May 08, 2008
Jason Fornicola
(202) 639-6448

As Prison Assault Rates Climb, Union for Federal Prison Officers says Full Funding Must Be a Top Priority

WASHINGTON - The Council of Prison Locals (CPL) of the American Federation of Government Employees (AFGE) today said Attorney General Michael Mukasey must place more emphasis on fighting crime and containing criminals in the United States. The union says it feels the attorney general is wrong to ask Congress for $500 million to help fight drug trafficking abroad while ignoring the need for full funding for the nation’s federal prison facilities.

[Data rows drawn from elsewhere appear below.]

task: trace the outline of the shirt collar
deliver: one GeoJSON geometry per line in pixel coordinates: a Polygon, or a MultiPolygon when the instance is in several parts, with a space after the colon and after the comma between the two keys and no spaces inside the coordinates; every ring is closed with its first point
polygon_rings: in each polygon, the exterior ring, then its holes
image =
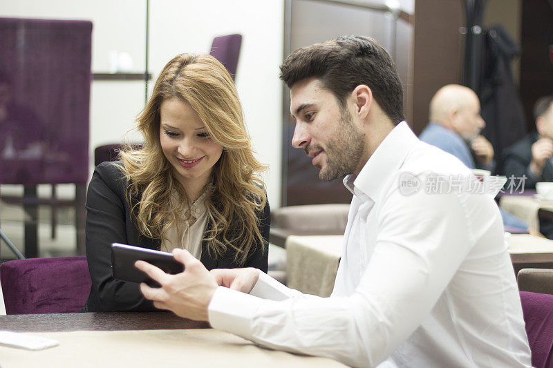
{"type": "Polygon", "coordinates": [[[367,197],[375,200],[418,142],[407,123],[402,122],[377,147],[358,175],[344,178],[344,185],[363,202],[367,197]]]}

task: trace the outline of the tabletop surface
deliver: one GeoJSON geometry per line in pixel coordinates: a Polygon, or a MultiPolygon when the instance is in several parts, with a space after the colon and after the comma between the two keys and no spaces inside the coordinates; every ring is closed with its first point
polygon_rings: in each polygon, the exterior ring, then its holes
{"type": "Polygon", "coordinates": [[[263,349],[167,312],[1,316],[0,329],[59,342],[36,351],[0,346],[2,368],[344,367],[326,358],[263,349]]]}
{"type": "Polygon", "coordinates": [[[122,331],[209,328],[206,322],[169,312],[64,313],[0,316],[0,329],[19,332],[122,331]]]}

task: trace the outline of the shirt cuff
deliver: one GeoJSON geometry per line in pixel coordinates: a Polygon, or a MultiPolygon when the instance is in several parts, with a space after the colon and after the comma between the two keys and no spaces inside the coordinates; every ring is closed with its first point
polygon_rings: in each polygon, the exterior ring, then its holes
{"type": "Polygon", "coordinates": [[[252,319],[262,299],[219,287],[207,308],[209,324],[244,338],[252,338],[252,319]]]}
{"type": "Polygon", "coordinates": [[[250,291],[250,295],[263,299],[281,301],[292,298],[294,292],[267,273],[260,271],[259,278],[250,291]]]}

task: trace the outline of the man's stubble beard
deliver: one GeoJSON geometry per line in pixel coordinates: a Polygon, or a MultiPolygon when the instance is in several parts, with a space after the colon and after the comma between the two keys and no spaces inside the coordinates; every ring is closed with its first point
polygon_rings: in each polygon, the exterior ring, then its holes
{"type": "Polygon", "coordinates": [[[340,123],[334,138],[324,150],[326,165],[319,172],[319,178],[330,182],[351,174],[357,168],[365,148],[365,135],[353,125],[351,115],[340,108],[340,123]]]}

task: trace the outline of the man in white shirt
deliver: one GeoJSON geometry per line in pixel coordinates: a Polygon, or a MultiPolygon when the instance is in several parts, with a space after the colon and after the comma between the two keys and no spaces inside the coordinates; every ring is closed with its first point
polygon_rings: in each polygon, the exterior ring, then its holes
{"type": "Polygon", "coordinates": [[[355,367],[529,367],[530,351],[493,195],[403,120],[402,88],[374,40],[345,36],[284,61],[292,144],[353,193],[329,298],[251,269],[182,273],[136,266],[159,308],[263,346],[355,367]]]}

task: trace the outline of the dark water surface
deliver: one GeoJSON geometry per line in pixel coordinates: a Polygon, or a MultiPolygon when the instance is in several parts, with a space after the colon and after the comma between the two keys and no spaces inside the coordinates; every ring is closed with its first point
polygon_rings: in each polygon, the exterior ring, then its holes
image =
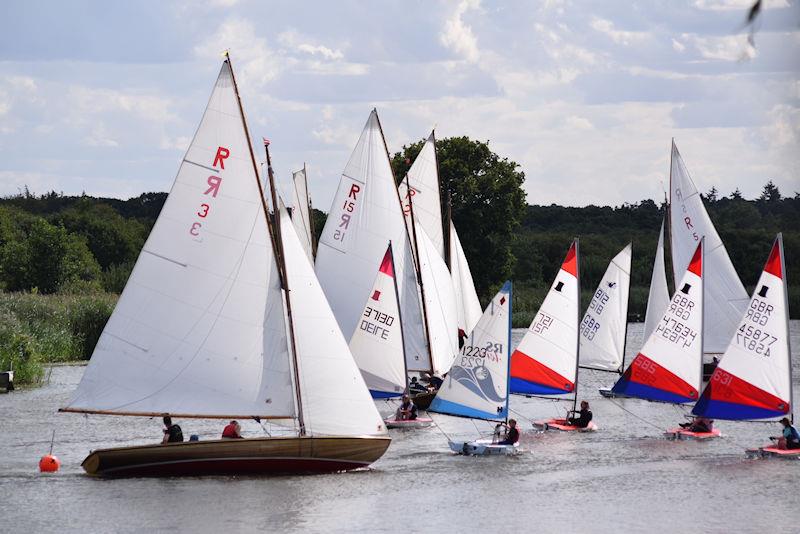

CPL represents correctional officers at federal prisons, which house some of the nation’s most dangerous convicted criminals including gang members and terrorists such as Eric Rudolph, Theodore Kaczynski (The Unabomber), and Zacarias Moussaoui.

“While we applaud the efforts of the Attorney General to combat drug trafficking as that ultimately impacts crime in the U.S., we are concerned about our own struggles here at home, specifically the critical staffing shortages at our nation’s federal prisons,” said AFGE National President John Gage. “The BOP is severely understaffed and underfunded, and directing valuable funds elsewhere will only make the problem worse. We need funding to make sure our prison facilities, correctional officers, inmates, and communities are safe.”

Continued lack of funding and inadequate staffing throughout the BOP has left federal correctional officers and the surrounding communities in grave danger. Staffing levels are decreasing while inmate population levels are increasing.

“We can no longer turn a blind eye to the critical situation inside our nation’s federal prisons,” said CPL President Bryan Lowry. “We need more staff to get the job done; it’s as simple as that. A decrease in staffing levels makes our prisons and communities less safe.”

Because of the severe staffing and funding shortages throughout the BOP, AFGE and CPL have highlighted the need for the Federal Prison Industries program (also known as UNICOR), which is a federal work program used to keep inmates occupied and productive throughout the day. Some legislators are trying to eliminate the program, a move which “could put federal correctional officers at even greater risk of an attack at the hands of an inmate,” said Lowry.

The union says serious inmate overcrowding and correctional worker understaffing such as that at the Florence, Colo. federal prison campus, which includes the ADX Supermax, plague the BOP system nationwide, and create hazardous conditions for federal prison inmates, federal correctional workers, and the communities in which they work.